Bug #35682
openPR #9238 breaks specific provision scenarios
Description
Hello,
we've upgraded our Foreman instance from 3.3.0 through 3.3.1 to 3.4.0.
After upgrading, we've discovered that we're now unable to provision machines.
Let me shortly introduce you to our infrastructure:
We're using a single instance of Foreman (now 3.4.0) based on el8.
DHCP is provided by an external, redundant service, which detects the client type based on their DHCP vendor class identifier.
Based upon this detection, clients get DHCP options either for PXE boot or HTTP boot or different provisioning mechanisms (like ZTP for switches).
This works reliably and has not changed.
We're provision only kickstart based distributions (in our tests RockyLinux 8).
In all cases (PXE and HTTPBoot) we use Grub2 on UEFI machines.
PXE or HTTPBoot are affected both.
All of our subnets are configured with boot mode static in Foreman.
The drawback of our scenario is that in the early stages of the provisioning process (Bootloader stage, while anaconda is not running yet) the machines has a different IP than assigned and expected by Foreman.
This was no issue in the past since Foreman was able to detect the machine by it's mac address.
After discovering that the provisioning is broken now, we starting searching for relevant changes in the past updates.
We found issue #34975 in Foreman 3.3.1.
As far as I understood the idea in this issue was to replace the deprecated anaconda parameters like ks= with inst.ks= for releases greater or equal to el9 / fedora 33.
This was covered in PR #8485.
However there was also PR #9238 merged.
This PR changes the logic in kickstart_kernel_options to use different parameters in the grub config based on the boot mode setting in the subnet object that is assigned to the machine.
In case of our "static" network, the sendmac options were removed and the option static=1 was added to the foreman provisioning url.
Based upon the issue and the PR, I can not see a reason for this.
We observe two different consequences:
- VMs are able to boot, but are not starting the provisioning process, instead the default boot option (in our case the discovery image) is shown.
Most likely, this is due to Foreman trying to identify the machine by their IP address and not their mac address anymore.
As I said before, because we use an external DHCP service, the IP address of the machine is not the IP address that Foreman expects in the early stages of the provisioning process.
When trying to boot, grub2 is erroring out because of a memory issue.
- Bare metal machines (in this case a Supermicro 1028U-TNRTP+) do not boot at all.
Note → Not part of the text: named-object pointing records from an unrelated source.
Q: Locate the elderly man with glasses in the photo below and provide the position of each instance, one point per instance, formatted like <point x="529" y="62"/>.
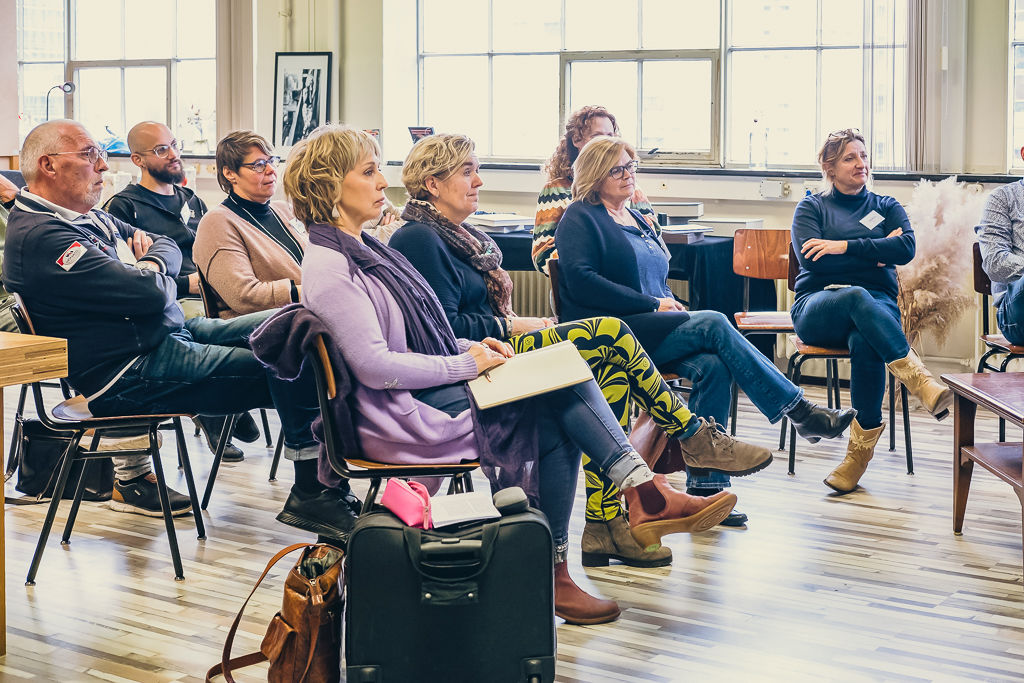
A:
<point x="109" y="289"/>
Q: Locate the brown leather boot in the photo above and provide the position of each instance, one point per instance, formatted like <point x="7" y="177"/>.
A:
<point x="611" y="540"/>
<point x="859" y="452"/>
<point x="911" y="372"/>
<point x="656" y="509"/>
<point x="712" y="449"/>
<point x="576" y="606"/>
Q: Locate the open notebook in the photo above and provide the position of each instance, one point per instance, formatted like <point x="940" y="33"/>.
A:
<point x="530" y="374"/>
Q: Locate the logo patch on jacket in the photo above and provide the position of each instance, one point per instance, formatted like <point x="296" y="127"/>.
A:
<point x="71" y="256"/>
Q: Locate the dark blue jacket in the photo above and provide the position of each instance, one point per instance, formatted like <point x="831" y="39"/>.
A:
<point x="838" y="216"/>
<point x="459" y="287"/>
<point x="108" y="310"/>
<point x="598" y="274"/>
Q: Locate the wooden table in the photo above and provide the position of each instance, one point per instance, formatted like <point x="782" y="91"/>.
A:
<point x="24" y="358"/>
<point x="1001" y="393"/>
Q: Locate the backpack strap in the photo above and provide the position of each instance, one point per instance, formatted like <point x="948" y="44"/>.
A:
<point x="227" y="664"/>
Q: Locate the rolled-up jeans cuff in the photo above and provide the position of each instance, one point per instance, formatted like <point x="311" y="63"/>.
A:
<point x="624" y="465"/>
<point x="305" y="453"/>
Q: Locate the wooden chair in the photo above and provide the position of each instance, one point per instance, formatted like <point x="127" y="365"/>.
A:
<point x="213" y="305"/>
<point x="995" y="343"/>
<point x="352" y="465"/>
<point x="832" y="356"/>
<point x="73" y="416"/>
<point x="759" y="254"/>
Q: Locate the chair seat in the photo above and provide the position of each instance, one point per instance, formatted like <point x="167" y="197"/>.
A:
<point x="1000" y="342"/>
<point x="808" y="349"/>
<point x="76" y="409"/>
<point x="764" y="321"/>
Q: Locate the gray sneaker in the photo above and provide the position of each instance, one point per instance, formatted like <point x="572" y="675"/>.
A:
<point x="712" y="449"/>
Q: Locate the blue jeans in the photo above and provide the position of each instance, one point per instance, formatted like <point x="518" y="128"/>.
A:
<point x="710" y="352"/>
<point x="571" y="421"/>
<point x="865" y="322"/>
<point x="1010" y="312"/>
<point x="208" y="369"/>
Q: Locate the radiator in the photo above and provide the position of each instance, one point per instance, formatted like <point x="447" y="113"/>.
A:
<point x="530" y="292"/>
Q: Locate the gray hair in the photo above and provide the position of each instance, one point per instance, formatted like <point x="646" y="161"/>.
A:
<point x="45" y="136"/>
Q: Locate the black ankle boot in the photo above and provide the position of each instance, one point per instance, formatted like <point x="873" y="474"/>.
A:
<point x="814" y="423"/>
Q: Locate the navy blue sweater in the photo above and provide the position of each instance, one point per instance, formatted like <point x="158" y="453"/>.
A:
<point x="838" y="216"/>
<point x="598" y="274"/>
<point x="459" y="286"/>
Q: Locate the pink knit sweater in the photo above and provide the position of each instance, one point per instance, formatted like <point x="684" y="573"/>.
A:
<point x="248" y="270"/>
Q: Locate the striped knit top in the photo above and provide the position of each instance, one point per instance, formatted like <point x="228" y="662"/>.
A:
<point x="554" y="199"/>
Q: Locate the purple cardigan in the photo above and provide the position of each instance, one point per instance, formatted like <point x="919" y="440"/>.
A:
<point x="364" y="321"/>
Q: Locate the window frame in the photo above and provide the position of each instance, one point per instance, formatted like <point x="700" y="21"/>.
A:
<point x="668" y="158"/>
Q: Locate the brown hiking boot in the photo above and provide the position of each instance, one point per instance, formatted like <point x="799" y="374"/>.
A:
<point x="712" y="449"/>
<point x="577" y="606"/>
<point x="859" y="452"/>
<point x="610" y="540"/>
<point x="656" y="509"/>
<point x="911" y="372"/>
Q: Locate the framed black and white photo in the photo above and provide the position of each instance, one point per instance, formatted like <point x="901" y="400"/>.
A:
<point x="301" y="95"/>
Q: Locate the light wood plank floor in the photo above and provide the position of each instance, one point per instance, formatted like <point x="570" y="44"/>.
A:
<point x="871" y="586"/>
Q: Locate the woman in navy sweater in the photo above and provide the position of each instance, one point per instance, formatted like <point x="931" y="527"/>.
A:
<point x="462" y="264"/>
<point x="849" y="242"/>
<point x="613" y="263"/>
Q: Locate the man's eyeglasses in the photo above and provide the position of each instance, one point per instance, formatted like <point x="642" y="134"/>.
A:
<point x="619" y="172"/>
<point x="260" y="166"/>
<point x="93" y="155"/>
<point x="844" y="134"/>
<point x="163" y="150"/>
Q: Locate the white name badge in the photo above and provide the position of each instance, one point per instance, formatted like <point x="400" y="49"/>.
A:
<point x="125" y="253"/>
<point x="871" y="220"/>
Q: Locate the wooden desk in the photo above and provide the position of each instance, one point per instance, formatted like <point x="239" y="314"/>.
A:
<point x="1001" y="393"/>
<point x="24" y="358"/>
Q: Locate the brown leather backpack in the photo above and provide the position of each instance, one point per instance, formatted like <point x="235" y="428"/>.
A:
<point x="303" y="641"/>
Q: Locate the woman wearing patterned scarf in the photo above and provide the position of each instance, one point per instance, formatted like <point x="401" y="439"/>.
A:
<point x="463" y="266"/>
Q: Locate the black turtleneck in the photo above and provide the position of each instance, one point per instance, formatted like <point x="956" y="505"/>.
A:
<point x="261" y="216"/>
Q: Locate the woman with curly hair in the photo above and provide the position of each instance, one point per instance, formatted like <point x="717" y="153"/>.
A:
<point x="583" y="125"/>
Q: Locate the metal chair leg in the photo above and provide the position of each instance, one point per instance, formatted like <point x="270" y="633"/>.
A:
<point x="225" y="435"/>
<point x="165" y="505"/>
<point x="79" y="489"/>
<point x="189" y="480"/>
<point x="276" y="456"/>
<point x="892" y="413"/>
<point x="906" y="429"/>
<point x="266" y="427"/>
<point x="51" y="511"/>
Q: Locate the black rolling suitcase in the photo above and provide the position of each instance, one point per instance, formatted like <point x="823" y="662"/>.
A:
<point x="466" y="603"/>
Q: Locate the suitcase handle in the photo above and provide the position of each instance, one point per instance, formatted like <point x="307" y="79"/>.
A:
<point x="438" y="560"/>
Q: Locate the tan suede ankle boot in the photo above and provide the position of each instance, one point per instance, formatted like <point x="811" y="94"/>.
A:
<point x="937" y="397"/>
<point x="603" y="541"/>
<point x="859" y="452"/>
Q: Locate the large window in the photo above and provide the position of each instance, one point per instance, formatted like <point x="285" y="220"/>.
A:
<point x="724" y="82"/>
<point x="129" y="59"/>
<point x="1017" y="83"/>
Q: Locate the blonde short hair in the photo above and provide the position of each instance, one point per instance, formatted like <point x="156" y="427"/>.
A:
<point x="593" y="165"/>
<point x="440" y="156"/>
<point x="232" y="150"/>
<point x="317" y="166"/>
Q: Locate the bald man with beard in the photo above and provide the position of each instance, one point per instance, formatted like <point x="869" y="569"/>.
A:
<point x="159" y="204"/>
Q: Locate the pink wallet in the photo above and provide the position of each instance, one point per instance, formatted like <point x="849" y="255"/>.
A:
<point x="410" y="501"/>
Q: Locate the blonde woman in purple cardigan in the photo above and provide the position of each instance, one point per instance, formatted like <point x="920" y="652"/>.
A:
<point x="410" y="399"/>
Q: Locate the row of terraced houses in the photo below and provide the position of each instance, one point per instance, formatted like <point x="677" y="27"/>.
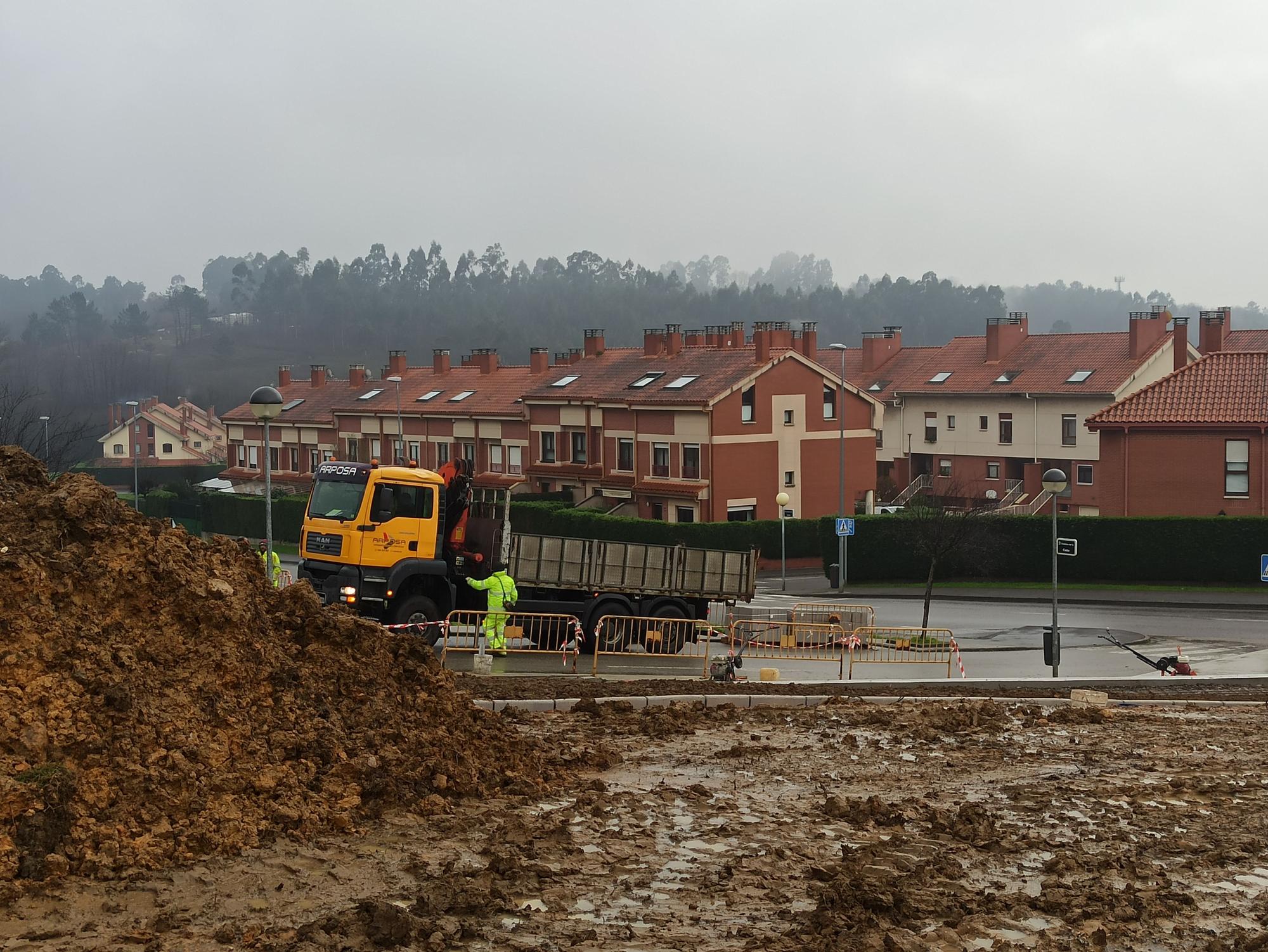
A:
<point x="713" y="424"/>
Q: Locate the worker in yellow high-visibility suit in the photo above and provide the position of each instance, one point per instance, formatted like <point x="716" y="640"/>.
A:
<point x="501" y="595"/>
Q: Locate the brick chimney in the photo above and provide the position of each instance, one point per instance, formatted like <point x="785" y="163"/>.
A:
<point x="1146" y="329"/>
<point x="1004" y="335"/>
<point x="881" y="347"/>
<point x="811" y="339"/>
<point x="1214" y="330"/>
<point x="654" y="338"/>
<point x="673" y="339"/>
<point x="486" y="359"/>
<point x="1180" y="343"/>
<point x="594" y="342"/>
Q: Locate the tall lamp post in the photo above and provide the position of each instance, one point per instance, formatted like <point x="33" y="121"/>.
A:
<point x="841" y="472"/>
<point x="782" y="501"/>
<point x="135" y="424"/>
<point x="266" y="405"/>
<point x="1056" y="482"/>
<point x="400" y="428"/>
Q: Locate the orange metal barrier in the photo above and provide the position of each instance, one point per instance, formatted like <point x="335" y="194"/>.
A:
<point x="791" y="641"/>
<point x="635" y="637"/>
<point x="903" y="646"/>
<point x="527" y="633"/>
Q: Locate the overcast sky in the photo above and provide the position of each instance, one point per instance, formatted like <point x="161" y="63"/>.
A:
<point x="987" y="141"/>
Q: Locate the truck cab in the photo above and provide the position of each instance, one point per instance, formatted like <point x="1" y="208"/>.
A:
<point x="392" y="542"/>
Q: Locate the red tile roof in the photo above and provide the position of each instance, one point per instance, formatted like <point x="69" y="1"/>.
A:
<point x="1226" y="389"/>
<point x="1043" y="364"/>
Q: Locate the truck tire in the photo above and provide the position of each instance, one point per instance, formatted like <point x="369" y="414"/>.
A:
<point x="419" y="609"/>
<point x="679" y="636"/>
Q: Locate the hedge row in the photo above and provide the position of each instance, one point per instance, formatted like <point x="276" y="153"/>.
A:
<point x="1215" y="550"/>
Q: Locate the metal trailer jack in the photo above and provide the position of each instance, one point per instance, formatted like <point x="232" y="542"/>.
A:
<point x="1170" y="665"/>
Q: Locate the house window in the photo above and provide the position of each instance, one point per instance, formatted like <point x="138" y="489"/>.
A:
<point x="1237" y="467"/>
<point x="690" y="461"/>
<point x="1006" y="428"/>
<point x="1068" y="433"/>
<point x="661" y="460"/>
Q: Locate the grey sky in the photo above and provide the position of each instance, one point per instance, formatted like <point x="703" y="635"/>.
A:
<point x="1007" y="143"/>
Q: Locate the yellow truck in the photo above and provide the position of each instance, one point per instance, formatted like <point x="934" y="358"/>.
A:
<point x="398" y="543"/>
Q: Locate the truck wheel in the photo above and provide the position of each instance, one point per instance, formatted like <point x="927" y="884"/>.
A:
<point x="418" y="610"/>
<point x="676" y="638"/>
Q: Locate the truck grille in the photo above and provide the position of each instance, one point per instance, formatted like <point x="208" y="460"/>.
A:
<point x="320" y="544"/>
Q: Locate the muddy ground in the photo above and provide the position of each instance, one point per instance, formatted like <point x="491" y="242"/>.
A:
<point x="500" y="688"/>
<point x="924" y="826"/>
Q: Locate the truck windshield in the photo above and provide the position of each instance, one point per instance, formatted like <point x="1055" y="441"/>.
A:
<point x="335" y="500"/>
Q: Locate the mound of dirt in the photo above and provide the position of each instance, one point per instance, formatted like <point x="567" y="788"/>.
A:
<point x="160" y="702"/>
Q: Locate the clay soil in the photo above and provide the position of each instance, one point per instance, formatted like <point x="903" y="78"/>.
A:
<point x="919" y="826"/>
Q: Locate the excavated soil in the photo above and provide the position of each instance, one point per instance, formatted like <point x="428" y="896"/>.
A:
<point x="160" y="703"/>
<point x="916" y="826"/>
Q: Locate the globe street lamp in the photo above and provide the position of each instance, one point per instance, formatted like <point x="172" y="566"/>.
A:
<point x="136" y="454"/>
<point x="782" y="501"/>
<point x="400" y="429"/>
<point x="1056" y="482"/>
<point x="267" y="405"/>
<point x="841" y="472"/>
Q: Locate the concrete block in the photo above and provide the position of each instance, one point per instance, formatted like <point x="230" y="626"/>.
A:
<point x="1090" y="699"/>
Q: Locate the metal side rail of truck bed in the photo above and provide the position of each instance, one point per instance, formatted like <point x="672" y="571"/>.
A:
<point x="636" y="569"/>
It looks like Grub2 can not parse the menu entries and as there is no single entry, it errors out.
Error message is "You need to load the kernel first".
When reverting the change of PR #9238 only for a single menu entry, it starts working again, obviously only this single menu entry is shown now.
Working kickstart_kernel_options:
BOOTIF=01-5c-6f-69-XX-XX-XX ks=http://server.example.com:8000/unattended/provision?token=52s5811b-298f-4174-949e-4e66f58e8c70 kssendmac ks.sendmac ip=10.1.101.74::10.1.101.1:255.255.255.0:server.example.com:enp130s0f0np0:none nameserver=10.1.101.1
Not working kickstart_kernel_options:
BOOTIF=01-5c-6f-69-XX-XX-XX ks=http://server.example.com::8000/unattended/provision?*static=1*&token=59s5811b-298f-4174-949e-4e66f58e8c70 ip=10.1.101.74::10.1.101.1:255.255.255.0:server.example.com::enp130s0f0np0:none nameserver=10.1.101.1
See also the attached files.
What was the reason for the changes in PR #9238?
Can we revert back to mac-based detection?
Using an external DHCP service and therefore relying on sendmac should be quite common.
To be clear:
The changes in PR #8485 are totally fine, they are not the issue here.
We have introduced a workaround by cloning kickstart_kernel_options and doing the changes there ourselves, but due to the structure of the template hierarchy we also have to clone Kickstart default and I want to avoid that.
Thanks in advance!
Files
Updated by Maximilian Sesterhenn almost 2 years ago
Kickstart default --> Kickstart default PXEGrub2 was meant, I apologize
Updated by Ewoud Kohl van Wijngaarden almost 2 years ago
- Related to Bug #34975: ks= kernel parameter in Kickstart default iPXE causes RHEL9 Anaconda failure to start added
Updated by Gerald Vogt over 1 year ago
I'll also ran into this problem. See https://community.theforeman.org/t/kickstart-with-static-ip-fails/32055
The problem is the ampersand (&) in the generated URL.
According to https://access.redhat.com/solutions/6810791 it needs to be quoted, i.e. either put the URL into single or double quotes or needs to be escaped with a \
Looking at the source code it seems easiest to put in quotes, I guess.
For meantime I manually hacked the generated cfg file to escape the ampersand and it's booting fine, then.